TDT2004 canceled the task of news story segmentation because most instances of practical application were easily separable. Meanwhile, two new tasks, supervised adaptive topic tracking and hierarchical topic detection, were added. The TDT conference was held for 7 consecutive years, with the last one being TDT2004. The TDT corpus is still open to the public, and researchers can obtain the TDT tasks and corpus through the website of the Linguistic Data Consortium² (LDC).
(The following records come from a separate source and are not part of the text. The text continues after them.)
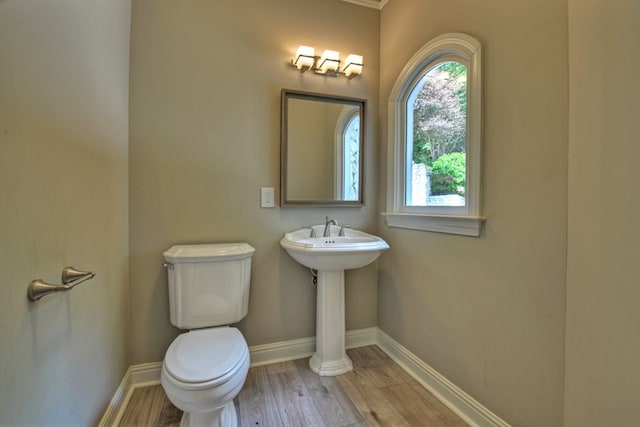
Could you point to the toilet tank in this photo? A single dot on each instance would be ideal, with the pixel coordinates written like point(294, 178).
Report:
point(208, 284)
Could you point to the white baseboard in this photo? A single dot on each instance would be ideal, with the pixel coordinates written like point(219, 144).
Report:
point(448, 393)
point(136, 376)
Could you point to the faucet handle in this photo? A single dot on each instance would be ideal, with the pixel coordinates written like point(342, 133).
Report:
point(341, 232)
point(313, 232)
In recent years, social media platforms, such as Twitter, Facebook, Weibo, and WeChat, have developed into important channels for discussions on current affairs, information exchanges, and the expression of opinions. A large number of users participate in discussions of events, persons, products, and other content on these platforms and generate a large amount of text data, which becomes a mirror reflecting society. The research on TDT in social media has even more important practical significance. However, at the same time, texts on social media platforms raise new problems and challenges to TDT research because of their properties, such as short contexts, rich forms, dynamic topics, massive volumes, and a large number of nonstandard language phenomena.

Allan (2012) and Yu et al. (2007) summarized the studies of traditional TDT. In the following sections, we first introduce the terminologies and tasks in TDT and then review the traditional technologies considering four aspects: text representation, text similarity, topic detection, and topic tracking. Finally, following the extension from traditional media to social media, we introduce the research of TDT in social media.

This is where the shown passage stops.